بامدادان آمدند آن مادران ** خفته استا همچو بیمار گران
Fazla örtündüğü, başını bağladığı, yüzünü kapattığı için kan-tere batmış.
هم عرق کرده ز بسیاری لحاف ** سر ببسته رو کشیده در سجاف
Hafif hafif ah etmekte. Hepsi Lâ havle demeye başladılar.1600
آه آهی میکند آهسته او ** جملگان گشتند هم لا حولگو
“Hayrola hocam, bu baş ağrısı ne? Allah sağlık versin, vallahi hiç haberimiz yok” dediler.

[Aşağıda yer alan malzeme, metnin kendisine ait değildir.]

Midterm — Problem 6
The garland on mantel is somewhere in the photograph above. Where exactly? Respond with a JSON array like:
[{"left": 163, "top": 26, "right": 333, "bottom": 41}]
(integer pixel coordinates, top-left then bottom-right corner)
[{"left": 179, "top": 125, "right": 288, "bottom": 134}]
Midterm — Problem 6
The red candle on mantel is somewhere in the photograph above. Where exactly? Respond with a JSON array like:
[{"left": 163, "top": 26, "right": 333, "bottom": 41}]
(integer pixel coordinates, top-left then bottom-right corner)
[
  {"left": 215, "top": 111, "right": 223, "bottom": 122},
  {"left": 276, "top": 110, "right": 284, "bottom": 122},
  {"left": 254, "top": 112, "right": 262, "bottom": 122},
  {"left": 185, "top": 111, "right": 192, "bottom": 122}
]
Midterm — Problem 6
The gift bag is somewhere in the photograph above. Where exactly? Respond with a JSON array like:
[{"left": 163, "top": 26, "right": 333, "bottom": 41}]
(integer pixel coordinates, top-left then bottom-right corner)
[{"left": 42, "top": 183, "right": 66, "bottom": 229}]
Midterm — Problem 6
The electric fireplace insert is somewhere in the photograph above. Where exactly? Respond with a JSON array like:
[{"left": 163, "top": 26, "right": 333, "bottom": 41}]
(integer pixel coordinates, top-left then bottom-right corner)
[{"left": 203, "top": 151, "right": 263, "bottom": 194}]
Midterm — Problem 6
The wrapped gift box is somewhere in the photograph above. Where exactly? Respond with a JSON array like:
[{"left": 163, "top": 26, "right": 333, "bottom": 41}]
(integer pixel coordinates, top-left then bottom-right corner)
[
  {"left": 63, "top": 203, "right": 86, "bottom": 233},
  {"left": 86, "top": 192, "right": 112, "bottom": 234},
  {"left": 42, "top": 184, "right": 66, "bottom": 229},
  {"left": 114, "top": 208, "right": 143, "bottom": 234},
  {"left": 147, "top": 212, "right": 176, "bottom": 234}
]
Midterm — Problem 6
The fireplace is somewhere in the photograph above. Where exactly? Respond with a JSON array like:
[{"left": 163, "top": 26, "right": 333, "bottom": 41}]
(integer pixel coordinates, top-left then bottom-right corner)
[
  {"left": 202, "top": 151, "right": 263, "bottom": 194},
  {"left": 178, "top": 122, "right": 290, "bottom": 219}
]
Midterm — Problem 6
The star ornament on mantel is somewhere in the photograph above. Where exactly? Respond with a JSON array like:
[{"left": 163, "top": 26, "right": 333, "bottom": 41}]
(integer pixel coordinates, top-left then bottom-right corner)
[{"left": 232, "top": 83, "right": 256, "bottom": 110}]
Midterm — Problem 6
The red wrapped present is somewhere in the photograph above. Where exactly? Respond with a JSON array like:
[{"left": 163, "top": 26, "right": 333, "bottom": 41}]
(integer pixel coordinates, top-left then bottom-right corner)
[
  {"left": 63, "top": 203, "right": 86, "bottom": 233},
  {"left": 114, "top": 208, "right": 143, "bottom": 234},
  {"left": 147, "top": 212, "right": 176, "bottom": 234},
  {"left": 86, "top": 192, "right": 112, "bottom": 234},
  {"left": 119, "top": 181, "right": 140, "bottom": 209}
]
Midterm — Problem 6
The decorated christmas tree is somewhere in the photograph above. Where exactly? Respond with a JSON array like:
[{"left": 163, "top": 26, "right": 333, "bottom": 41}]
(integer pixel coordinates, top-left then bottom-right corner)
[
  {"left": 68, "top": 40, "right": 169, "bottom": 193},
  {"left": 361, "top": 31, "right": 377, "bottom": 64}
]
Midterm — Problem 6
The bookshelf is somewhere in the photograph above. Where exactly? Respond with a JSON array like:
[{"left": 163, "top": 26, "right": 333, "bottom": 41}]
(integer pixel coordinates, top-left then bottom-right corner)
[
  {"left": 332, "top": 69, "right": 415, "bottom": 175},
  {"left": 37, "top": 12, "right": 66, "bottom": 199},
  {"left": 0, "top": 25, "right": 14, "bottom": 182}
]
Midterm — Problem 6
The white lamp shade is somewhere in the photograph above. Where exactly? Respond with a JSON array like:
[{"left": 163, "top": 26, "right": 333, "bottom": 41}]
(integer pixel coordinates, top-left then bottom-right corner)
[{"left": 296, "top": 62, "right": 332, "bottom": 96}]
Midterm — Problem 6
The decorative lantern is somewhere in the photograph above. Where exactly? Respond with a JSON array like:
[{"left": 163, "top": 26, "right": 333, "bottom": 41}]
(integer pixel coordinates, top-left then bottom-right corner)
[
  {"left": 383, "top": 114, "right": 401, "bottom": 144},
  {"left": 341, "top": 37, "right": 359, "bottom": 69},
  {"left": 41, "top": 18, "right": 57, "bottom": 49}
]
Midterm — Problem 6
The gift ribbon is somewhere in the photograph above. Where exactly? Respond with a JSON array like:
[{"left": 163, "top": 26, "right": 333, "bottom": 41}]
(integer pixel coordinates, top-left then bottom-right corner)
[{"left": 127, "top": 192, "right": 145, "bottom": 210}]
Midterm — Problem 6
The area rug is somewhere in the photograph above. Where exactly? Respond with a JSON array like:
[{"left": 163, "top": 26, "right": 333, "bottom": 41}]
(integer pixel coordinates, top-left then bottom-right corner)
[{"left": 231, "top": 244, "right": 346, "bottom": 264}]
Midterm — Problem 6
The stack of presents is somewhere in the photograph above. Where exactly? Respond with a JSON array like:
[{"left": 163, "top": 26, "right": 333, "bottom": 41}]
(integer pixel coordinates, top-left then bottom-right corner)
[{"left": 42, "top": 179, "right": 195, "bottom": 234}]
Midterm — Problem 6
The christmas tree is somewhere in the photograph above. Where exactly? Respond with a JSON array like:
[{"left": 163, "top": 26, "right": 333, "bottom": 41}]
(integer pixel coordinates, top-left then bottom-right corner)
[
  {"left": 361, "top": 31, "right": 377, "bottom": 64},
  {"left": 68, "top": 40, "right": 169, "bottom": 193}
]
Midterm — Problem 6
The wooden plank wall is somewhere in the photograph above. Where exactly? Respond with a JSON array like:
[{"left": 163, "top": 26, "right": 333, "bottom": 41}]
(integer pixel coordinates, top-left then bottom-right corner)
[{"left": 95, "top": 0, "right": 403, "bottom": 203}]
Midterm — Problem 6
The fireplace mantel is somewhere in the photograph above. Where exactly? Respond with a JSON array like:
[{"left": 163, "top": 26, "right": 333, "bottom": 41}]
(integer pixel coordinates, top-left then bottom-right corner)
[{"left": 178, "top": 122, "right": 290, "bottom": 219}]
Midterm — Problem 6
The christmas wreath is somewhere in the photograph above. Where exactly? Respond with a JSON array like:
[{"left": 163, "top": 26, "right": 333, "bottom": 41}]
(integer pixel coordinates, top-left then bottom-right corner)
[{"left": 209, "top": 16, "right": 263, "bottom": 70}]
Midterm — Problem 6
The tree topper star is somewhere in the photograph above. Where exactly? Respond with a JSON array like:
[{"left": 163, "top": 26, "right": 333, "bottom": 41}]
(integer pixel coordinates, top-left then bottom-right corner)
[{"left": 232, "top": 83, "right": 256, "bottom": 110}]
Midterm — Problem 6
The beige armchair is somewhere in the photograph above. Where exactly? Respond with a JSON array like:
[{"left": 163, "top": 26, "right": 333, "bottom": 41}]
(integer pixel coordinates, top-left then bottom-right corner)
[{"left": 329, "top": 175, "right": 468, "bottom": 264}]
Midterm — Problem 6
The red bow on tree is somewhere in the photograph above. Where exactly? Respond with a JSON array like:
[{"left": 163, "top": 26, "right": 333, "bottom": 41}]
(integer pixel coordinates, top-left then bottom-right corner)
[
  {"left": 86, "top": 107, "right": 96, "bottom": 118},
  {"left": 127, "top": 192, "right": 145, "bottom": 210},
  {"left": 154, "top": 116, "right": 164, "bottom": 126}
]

خیر باشد اوستاد این درد سر ** جان تو ما را نبودست زین خبر
Hoca” Benim de haberim yoktu. Bu kahpe oğulları haber verdiler işte,
گفت من هم بیخبر بودم ازین ** آگهم مادر غران کردند هین
Ben çalışıp çabalıyor, kıyl ü kaalle meşgul bulunuyordum, haberim bile yoktu. Meğerse içimde dehşetli bir hastalık varmış” dedi.

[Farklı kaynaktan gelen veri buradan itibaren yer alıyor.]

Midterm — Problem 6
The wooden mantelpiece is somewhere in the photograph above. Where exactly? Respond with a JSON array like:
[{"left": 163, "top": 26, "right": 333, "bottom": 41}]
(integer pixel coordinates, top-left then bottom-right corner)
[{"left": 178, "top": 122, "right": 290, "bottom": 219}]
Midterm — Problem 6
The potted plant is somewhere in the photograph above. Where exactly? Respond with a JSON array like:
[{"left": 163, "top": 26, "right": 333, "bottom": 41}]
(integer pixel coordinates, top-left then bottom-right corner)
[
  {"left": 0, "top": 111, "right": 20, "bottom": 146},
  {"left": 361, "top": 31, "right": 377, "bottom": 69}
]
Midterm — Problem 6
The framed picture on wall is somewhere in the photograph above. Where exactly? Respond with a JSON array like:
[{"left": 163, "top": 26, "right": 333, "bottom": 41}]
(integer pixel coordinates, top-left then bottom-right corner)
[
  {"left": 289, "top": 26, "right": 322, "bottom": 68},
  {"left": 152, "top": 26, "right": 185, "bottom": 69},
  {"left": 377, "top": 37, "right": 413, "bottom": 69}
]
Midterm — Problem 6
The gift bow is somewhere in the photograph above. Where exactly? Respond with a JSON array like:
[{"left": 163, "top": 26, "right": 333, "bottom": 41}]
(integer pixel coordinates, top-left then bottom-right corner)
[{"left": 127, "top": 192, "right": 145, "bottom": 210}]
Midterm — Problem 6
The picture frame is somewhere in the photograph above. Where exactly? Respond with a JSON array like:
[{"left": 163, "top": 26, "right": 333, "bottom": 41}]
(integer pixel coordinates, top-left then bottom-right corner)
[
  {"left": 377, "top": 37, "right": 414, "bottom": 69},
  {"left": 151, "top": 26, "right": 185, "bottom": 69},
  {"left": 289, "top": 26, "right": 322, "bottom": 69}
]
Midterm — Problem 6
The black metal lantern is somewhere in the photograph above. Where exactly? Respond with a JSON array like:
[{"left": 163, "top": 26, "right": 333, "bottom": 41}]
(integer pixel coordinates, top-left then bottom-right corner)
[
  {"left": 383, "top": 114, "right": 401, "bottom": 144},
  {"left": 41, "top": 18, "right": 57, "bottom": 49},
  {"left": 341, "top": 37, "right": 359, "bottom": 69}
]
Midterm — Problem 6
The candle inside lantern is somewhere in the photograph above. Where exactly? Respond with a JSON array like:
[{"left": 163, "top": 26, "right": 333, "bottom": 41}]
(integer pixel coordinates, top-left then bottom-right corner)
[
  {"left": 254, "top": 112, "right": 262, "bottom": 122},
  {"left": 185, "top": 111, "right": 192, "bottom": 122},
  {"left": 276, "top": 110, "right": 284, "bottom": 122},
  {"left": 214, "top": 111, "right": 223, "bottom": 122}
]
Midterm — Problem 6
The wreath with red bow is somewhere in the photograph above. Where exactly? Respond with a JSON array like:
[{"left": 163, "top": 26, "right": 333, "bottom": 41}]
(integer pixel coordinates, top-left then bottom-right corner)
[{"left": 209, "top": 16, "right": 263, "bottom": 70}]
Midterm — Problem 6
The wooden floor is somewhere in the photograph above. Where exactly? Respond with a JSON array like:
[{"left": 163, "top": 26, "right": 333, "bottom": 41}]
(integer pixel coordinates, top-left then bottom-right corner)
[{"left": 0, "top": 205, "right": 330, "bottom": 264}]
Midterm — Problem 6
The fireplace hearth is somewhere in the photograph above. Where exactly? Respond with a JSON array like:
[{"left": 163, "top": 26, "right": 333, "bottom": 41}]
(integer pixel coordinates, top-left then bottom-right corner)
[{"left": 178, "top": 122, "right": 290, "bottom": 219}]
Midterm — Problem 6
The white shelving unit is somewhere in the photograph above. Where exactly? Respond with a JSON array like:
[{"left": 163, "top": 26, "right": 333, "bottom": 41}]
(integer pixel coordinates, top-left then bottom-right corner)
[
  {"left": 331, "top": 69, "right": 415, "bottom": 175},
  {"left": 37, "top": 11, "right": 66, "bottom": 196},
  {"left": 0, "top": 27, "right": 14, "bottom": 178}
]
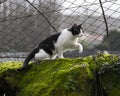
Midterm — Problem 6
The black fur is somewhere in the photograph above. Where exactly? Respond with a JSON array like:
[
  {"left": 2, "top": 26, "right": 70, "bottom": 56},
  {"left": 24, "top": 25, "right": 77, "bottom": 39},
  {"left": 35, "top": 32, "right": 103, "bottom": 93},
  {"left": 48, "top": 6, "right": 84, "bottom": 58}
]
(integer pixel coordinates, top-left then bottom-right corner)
[
  {"left": 18, "top": 33, "right": 60, "bottom": 71},
  {"left": 18, "top": 24, "right": 82, "bottom": 71},
  {"left": 69, "top": 24, "right": 82, "bottom": 35}
]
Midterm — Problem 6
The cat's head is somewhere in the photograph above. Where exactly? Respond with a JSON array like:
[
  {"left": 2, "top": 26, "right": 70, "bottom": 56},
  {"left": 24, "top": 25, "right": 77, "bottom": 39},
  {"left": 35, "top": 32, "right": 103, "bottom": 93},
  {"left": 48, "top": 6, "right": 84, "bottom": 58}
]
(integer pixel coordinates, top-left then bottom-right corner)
[{"left": 69, "top": 23, "right": 84, "bottom": 37}]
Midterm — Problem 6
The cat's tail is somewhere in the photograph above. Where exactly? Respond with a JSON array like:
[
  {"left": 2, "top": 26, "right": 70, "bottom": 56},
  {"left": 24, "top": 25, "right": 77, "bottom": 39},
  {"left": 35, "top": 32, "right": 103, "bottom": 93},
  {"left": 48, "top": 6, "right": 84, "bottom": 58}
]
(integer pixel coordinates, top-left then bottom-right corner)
[{"left": 17, "top": 48, "right": 39, "bottom": 71}]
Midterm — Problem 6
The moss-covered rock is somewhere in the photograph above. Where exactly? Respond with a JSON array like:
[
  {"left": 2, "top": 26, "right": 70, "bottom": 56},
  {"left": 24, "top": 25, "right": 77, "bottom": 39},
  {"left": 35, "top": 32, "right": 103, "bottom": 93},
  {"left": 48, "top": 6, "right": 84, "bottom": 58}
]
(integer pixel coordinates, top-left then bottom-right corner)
[{"left": 0, "top": 54, "right": 120, "bottom": 96}]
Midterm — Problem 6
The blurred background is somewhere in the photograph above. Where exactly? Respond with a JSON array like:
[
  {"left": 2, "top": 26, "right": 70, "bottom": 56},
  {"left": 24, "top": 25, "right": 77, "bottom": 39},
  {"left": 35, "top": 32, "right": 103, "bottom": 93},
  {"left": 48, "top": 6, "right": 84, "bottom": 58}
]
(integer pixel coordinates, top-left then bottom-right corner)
[{"left": 0, "top": 0, "right": 120, "bottom": 62}]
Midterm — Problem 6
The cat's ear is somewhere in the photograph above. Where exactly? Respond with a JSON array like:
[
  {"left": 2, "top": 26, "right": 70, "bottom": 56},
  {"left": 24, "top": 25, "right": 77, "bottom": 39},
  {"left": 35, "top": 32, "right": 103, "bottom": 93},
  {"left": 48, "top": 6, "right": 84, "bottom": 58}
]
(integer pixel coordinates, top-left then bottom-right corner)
[
  {"left": 78, "top": 23, "right": 83, "bottom": 27},
  {"left": 72, "top": 23, "right": 77, "bottom": 28}
]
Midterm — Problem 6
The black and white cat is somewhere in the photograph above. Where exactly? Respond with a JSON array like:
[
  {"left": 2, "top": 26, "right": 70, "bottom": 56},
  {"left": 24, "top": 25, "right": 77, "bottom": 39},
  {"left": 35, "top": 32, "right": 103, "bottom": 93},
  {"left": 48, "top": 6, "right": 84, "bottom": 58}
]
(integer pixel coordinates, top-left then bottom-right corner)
[{"left": 18, "top": 24, "right": 83, "bottom": 70}]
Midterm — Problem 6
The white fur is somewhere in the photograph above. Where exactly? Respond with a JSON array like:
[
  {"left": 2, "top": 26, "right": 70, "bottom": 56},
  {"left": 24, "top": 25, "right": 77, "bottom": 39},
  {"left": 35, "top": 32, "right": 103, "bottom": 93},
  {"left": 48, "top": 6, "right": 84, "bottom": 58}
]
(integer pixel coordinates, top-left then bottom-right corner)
[{"left": 35, "top": 29, "right": 83, "bottom": 60}]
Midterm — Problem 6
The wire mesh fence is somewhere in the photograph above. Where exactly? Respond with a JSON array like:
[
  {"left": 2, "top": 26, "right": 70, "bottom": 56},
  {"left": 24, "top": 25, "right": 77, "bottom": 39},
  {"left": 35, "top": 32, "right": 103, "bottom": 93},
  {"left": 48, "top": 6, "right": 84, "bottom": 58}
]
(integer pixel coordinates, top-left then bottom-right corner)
[{"left": 0, "top": 0, "right": 120, "bottom": 61}]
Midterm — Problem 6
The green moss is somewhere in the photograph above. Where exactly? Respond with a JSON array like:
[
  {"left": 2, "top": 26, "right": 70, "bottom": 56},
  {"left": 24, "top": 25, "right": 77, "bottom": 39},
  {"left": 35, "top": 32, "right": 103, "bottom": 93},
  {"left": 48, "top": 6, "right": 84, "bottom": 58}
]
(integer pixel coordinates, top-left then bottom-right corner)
[{"left": 0, "top": 54, "right": 120, "bottom": 96}]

من بدم غافل بشغل قال و قیل ** بود در باطن چنین رنجی ثقیل
İnsan, bir işe ciddiyetle koyuldu mu hastalığını göremez, körleşir.
چون بجد مشغول باشد آدمی ** او ز دید رنج خود باشد عمی
Mısır kadınları da Yusuf’un güzelliğine daldılar, haberleri bile olmadı da,1605
از زنان مصر یوسف شد سمر ** که ز مشغولی بشد زیشان خبر
Ellerini, bileklerini paramparça ettiler. Hayrete düşen ruh, ne önü görür, ne ardı!

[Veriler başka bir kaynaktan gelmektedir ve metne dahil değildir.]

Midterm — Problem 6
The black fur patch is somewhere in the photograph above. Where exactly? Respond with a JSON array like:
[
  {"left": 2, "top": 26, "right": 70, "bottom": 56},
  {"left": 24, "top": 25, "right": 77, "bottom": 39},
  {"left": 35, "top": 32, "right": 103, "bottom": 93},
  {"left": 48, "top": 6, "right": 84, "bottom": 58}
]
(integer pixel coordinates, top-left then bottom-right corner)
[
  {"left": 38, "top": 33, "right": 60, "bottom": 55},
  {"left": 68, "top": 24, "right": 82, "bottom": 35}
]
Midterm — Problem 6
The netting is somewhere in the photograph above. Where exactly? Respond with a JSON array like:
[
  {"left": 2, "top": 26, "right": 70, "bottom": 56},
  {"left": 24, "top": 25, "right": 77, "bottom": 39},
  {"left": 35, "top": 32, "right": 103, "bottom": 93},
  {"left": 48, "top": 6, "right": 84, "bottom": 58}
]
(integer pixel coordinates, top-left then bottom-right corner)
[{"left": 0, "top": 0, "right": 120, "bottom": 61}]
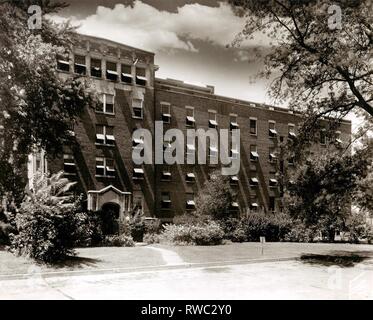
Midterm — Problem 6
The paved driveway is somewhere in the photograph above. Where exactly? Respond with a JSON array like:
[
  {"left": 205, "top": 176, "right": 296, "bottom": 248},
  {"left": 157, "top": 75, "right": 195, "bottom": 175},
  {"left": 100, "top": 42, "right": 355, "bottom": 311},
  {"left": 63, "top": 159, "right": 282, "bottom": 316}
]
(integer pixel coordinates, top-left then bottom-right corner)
[{"left": 0, "top": 261, "right": 373, "bottom": 299}]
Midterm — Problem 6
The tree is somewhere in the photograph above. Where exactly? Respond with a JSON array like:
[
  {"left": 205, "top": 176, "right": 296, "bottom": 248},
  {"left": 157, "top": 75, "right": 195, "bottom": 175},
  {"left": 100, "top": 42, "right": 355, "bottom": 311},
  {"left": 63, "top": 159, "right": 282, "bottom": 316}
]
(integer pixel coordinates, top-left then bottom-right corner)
[
  {"left": 196, "top": 171, "right": 235, "bottom": 219},
  {"left": 229, "top": 0, "right": 373, "bottom": 121},
  {"left": 0, "top": 0, "right": 92, "bottom": 206},
  {"left": 284, "top": 144, "right": 373, "bottom": 241},
  {"left": 10, "top": 172, "right": 87, "bottom": 263}
]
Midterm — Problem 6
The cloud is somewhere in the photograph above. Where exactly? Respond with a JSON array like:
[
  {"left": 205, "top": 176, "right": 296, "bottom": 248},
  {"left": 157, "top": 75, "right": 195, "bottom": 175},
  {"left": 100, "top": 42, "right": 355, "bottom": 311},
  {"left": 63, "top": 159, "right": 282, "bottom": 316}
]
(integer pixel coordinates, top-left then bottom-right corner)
[{"left": 48, "top": 0, "right": 245, "bottom": 52}]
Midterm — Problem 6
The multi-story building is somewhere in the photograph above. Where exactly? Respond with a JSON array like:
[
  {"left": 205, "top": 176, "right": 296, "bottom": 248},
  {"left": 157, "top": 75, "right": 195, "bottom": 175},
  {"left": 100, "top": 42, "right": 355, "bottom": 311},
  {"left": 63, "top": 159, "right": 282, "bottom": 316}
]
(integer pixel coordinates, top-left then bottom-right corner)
[{"left": 29, "top": 36, "right": 351, "bottom": 225}]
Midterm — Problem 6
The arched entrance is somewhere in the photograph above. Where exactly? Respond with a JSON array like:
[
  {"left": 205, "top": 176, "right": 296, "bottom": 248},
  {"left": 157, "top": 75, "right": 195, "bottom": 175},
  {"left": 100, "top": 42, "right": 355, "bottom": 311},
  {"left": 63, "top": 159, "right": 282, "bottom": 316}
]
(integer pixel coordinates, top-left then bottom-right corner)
[{"left": 101, "top": 202, "right": 120, "bottom": 235}]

پاره پاره کرده ساعدهای خویش ** روح واله که نه پس بیند نه پیش
Nice babayiğit erler vardır ki savaşta elleri, ayakları kesilir de,
ای بسا مرد شجاع اندر حراب ** که ببرد دست یا پایش ضراب
Yine savaştan el çekmez, kendini sağlam sanırlar.
او همان دست آورد در گیر و دار ** بر گمان آنک هست او بر قرار
Fakat sonradan görür ki el kesilmiş, bir hayli de kan akmış da haberi bile yok!
خود ببیند دست رفته در ضرر ** خون ازو بسیار رفته بیخبر
Ten, ruhun elbisesine benzer, bu el de ruhun elinin yenidir, bu ayak da ruhun ayağına giydiği mesttir
در بیان آنک تن روح را چون لباسی است و این دست آستین دست روحست واین پای موزهی پای روحست
Bil ki bu ten, elbiseye benzer. Yürü, bu elbiseyi giyeni ara, elbiseye sürünüp durma.1610
تا بدانی که تن آمد چون لباس ** رو بجو لابس لباسی را ملیس
Ruha Allah’ı tevhit etmek hoş gelir. Görünmeyen bir başka el, ayak var.
روح را توحید الله خوشترست ** غیر ظاهر دست و پای دیگرست
Rüyada el, ayak görür, bir şey alır, bir yere gider, birisiyle görüşür, konuşursun ya… Onu hakikat bil saçma zannetme.
دست و پا در خواب بینی و ایتلاف ** آن حقیقت دان مدانش از گزاف
Sen, bedensiz bir bedene sahipsin, gayri canının cisminden çıkacağından korkma.
آن توی که بی بدن داری بدن ** پس مترس از جسم و جان بیرون شدن
Dağda halvet eden dervişin hikâyesi
حکایت آن درویش کی در کوه خلوت کرده بود و بیان حلاوت انقطاع و خلوت و داخل شدن درین منقبت کی انا جلیس من ذکرنی و انیس من استانس بی گر با همهای چو بی منی بی همهای ور بی همهای چو با منی با همهای
”Dağlarda oturan bir derviş vardı. Yalnızlık, onun arkadaşı ve nedimiydi.